Novel P-Hausdorff distance-based fault diagnosis scheme for submodules in hybrid MMCs

In the operational context of the hybrid modular multilevel converters (MMC), the submodule stands out as a pivotal and vulnerable element, susceptible to various faults (Zheng et al. in IEEE Access 7:34946–34953, 2019; Xue et al. in IEEE Trans Power Deliv 33:1448–1458, 2017; Lee et al. Reactive power control operation scheme of LCC-HVDC for maximizing shunt capacitor size in AC systems. IEEE PES Asia-Pacific Power and Energy Engineering Conference (APPEEC). pp 1–5, 2015; Lin et al. in IEEE Trans Power Deliv 31:1342–1350, 2015; Debnath et al. in IEEE Trans Power Electron 30:37–53, 2014), including insulated gate bipolar transistors (IGBT) open-circuit, short-circuit, capacitor faults, etc. Therefore, accurate and rapid diagnosis of submodule faults is crucial to maintaining the reliability of both the hybrid MMC and its associated DC system (Xu et al. in IEEE Trans Power Electron 31:2720–2729, 2015; Wang et al. in IEEE Trans Power Deliv 32:1535–1544, 2016; Guo et al. in IEEE Trans Power Deliv 32:666–677, 2016; Zeng et al. in IEEE Trans Power Deliv 30:1298–1306, 2014).
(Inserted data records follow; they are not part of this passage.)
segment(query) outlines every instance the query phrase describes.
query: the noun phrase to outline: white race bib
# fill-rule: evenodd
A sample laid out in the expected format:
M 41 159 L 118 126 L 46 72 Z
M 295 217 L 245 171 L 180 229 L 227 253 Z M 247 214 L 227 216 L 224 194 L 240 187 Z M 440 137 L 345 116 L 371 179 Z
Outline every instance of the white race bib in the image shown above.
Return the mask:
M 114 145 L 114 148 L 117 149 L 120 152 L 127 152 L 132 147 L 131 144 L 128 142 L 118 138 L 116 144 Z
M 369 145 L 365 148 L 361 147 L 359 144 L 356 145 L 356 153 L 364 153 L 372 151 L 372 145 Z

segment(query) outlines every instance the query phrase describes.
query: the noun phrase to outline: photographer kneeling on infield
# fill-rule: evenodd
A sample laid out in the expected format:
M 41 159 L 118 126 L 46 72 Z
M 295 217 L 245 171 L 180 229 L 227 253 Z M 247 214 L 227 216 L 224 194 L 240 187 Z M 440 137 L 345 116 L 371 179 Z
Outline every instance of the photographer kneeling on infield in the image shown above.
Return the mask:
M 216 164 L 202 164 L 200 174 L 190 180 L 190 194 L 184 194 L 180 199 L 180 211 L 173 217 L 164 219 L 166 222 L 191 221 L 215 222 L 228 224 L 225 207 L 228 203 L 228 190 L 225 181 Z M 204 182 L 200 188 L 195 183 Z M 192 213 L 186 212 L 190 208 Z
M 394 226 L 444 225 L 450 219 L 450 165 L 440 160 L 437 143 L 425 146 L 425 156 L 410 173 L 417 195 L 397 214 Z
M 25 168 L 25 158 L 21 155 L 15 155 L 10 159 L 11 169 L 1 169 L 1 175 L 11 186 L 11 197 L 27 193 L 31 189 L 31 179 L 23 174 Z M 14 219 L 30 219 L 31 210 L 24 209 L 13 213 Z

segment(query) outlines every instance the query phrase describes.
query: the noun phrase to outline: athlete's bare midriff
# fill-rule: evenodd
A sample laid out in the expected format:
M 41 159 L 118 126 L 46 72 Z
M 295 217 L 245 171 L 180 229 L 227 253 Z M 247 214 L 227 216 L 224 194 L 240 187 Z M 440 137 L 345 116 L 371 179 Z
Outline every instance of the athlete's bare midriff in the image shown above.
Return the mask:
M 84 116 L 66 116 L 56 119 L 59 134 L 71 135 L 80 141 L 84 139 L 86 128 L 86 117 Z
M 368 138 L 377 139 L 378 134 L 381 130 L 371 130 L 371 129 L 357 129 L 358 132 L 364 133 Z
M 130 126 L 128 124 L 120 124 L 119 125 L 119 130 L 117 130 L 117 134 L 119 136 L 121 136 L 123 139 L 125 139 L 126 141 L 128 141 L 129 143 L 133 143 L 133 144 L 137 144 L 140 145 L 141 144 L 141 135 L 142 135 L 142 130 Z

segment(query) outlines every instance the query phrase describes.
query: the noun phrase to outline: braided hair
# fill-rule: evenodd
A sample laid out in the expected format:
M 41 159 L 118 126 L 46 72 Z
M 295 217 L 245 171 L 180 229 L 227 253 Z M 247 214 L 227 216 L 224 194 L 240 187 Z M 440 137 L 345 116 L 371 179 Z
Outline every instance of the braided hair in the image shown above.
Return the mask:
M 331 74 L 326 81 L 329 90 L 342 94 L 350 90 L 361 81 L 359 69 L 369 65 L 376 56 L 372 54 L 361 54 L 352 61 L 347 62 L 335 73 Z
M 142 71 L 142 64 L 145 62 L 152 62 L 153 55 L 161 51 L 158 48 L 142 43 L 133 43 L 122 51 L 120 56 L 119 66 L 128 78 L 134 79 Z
To enhance the reliability of the hybrid MMC, a comprehensive study on fault analysis and a diagnosis scheme based on waveform similarity for the submodules in hybrid the MMC are proposed. The devised scheme leverages a sliding window approach to capture essential feature data and employs partial Hausdorff (P-Hausdorff) distance for the diagnosis of open-circuit faults within the submodules. Finally, the proposed diagnosis scheme is implemented in MATLAB and the effectiveness and validity of the scheme are verified.